Seventy-five percent are optimistic about their personal future.
Several of these percentages represent a meaningful increase of 5 percent or more from the previous such survey (administered in 1999), Brigger notes.
Other ideas gleaned from the survey:
Social competencies, positive identity:
Risky behaviors, to Brigger, represent an area of concern.
"It struck me that when it comes to drugs, alcohol and sexual activity, only about half of the youth felt they could restrain," he said.
"Only 40 percent feel they can resist negative peer pressure and dangerous situations."
In addition, only 28 percent of the young people know how to plan ahead and make choices. As youth grow older, this percentage goes consistently down - which is "distressing" to Brigger.
"These kids are in their mid-teens, some are a year away from graduation and moving on to the next stage of their lives - and they don't feel they have the planning and decision making tools," he says.
Only half of the youth reported high self-esteem.
Depression
"One other layer that stood out," said Brigger, is the number of youth who have actually attempted suicide - a whopping 12 percent.
Some 20 percent of all youth reported having been seriously depressed - to the point of considering suicide.
This percentage was even higher - some 25 percent - in the sub-group of students who reported possessing an "average" number of "assets" (indicators of well-being).
The average number of assets reported by youth was approximately 20, out of a possible total of 40 (see the Jan. 21 Journal for story on assets).
Furthermore, the reported depression rate for youth with nine or less assets was 45 percent.
"Those are scary numbers, really disturbing... They cannot be swept under the rug... Adults can longer pretend this doesn't happen," Brigger said.
Validity
Brigger discounted questions about the validity of what the youth report.
"The Search Institute has done this for so long," he says, "that they have a pretty good way of identifying invalid surveys (when youth are inconsistent, not really telling the truth, or trying to fool the survey)."
In the present case, only 1,205 out of 1,356 surveys were actually accepted and analyzed.
"I believe that most of the youth were indeed thinking and feeling what they said they were thinking and feeling," Brigger notes.
The point of the survey is to measure youth's perceptions, not necessarily objective facts.
The road ahead
Overall, sums up Brigger, the survey highlighted "a number of good things, a number of things that concern me, and a lot of areas to work on."
He and others are determined not to let the survey "sit in a drawer."
HCHY is planning several follow-up steps.
In addition to individual presentations of findings, a Youth Summit has been scheduled from 11 a.m. to 2 p.m. Saturday, Feb. 27, at the District Administrative Center Boardroom in New Ulm.
All interested youth are invited to attend.
Advance notice of the summit has been sent to many youth organizations and programs, and their members have been asked to identify the top five issues of concern in the survey.
Of these, organizers have picked out the top three.
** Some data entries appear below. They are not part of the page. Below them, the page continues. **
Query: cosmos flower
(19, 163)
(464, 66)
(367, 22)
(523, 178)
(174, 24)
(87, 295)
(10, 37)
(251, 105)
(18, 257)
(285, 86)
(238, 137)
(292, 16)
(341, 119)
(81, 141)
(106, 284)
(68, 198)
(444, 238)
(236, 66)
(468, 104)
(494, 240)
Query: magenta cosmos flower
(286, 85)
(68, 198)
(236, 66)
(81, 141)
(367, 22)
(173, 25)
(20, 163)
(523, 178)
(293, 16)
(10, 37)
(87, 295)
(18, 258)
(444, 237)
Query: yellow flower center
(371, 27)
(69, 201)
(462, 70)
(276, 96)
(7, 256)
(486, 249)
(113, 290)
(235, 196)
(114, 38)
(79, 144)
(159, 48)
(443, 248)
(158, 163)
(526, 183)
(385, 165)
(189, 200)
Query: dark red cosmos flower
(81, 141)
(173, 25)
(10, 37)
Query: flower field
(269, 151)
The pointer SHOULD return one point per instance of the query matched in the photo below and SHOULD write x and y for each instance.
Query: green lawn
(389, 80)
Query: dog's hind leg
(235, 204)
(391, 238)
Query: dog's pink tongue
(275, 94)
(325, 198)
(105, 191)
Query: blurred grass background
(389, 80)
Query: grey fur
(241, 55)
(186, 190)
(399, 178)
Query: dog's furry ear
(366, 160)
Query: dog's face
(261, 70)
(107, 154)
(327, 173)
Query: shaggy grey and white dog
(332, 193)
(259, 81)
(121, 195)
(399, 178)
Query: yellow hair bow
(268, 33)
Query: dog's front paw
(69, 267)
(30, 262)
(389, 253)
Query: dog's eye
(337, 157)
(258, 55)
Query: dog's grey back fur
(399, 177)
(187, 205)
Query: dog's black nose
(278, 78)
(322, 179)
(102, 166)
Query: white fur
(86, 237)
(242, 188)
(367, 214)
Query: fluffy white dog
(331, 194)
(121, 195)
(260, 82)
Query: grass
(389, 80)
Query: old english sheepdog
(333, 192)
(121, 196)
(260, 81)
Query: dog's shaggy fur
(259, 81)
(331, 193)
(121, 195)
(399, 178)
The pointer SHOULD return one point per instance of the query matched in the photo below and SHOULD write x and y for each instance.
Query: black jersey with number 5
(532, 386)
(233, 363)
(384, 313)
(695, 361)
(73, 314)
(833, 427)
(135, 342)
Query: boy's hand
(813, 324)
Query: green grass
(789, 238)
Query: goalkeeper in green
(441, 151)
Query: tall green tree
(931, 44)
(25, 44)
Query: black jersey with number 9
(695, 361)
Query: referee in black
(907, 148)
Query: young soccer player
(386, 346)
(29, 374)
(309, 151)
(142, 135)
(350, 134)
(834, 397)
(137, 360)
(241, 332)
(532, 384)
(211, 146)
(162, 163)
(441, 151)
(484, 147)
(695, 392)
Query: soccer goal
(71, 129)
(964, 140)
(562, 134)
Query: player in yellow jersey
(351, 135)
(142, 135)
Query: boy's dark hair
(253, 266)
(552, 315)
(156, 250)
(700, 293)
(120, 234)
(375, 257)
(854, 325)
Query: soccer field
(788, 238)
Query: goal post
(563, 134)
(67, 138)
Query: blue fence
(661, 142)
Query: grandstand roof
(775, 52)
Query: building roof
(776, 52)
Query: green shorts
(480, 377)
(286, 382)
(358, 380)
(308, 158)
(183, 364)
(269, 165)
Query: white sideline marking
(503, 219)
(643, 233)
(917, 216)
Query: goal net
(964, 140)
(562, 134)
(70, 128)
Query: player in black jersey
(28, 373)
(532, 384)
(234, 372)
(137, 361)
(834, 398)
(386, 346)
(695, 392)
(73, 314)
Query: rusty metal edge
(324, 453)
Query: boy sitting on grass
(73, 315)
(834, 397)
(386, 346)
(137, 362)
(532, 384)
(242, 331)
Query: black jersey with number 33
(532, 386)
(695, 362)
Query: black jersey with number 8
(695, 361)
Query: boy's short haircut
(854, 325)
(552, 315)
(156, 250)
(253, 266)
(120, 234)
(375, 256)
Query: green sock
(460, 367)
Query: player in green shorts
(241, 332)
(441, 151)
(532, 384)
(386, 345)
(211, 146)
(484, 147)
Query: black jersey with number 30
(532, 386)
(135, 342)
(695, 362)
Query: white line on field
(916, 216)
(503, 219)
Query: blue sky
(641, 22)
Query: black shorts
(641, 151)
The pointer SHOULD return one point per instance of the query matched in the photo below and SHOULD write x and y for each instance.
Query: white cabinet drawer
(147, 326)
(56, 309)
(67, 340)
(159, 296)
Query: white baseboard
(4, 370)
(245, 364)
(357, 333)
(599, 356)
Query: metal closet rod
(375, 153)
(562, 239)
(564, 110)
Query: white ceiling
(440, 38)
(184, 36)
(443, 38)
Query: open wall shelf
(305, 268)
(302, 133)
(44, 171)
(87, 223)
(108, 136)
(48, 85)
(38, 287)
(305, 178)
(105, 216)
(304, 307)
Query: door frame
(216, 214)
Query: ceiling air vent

These issues - and what youth see as potential solutions - will be discussed in professionally moderated group sessions, and then the entire summit.
"We want to tell youth, 'we want to sit down and listen to you...," says Brigger.
"We want them to tell us why they think their peers answered [the survey questions] the way they did... We need to get a foothold... in beginning to address these issues."
The next "layers of programming," including speakers and other presentations, are in the works for this spring and fall.
Joint efforts are being explored with the countywide Underage Substance Abuse Coalition and other groups.
HCHY is sponsored by the United Way.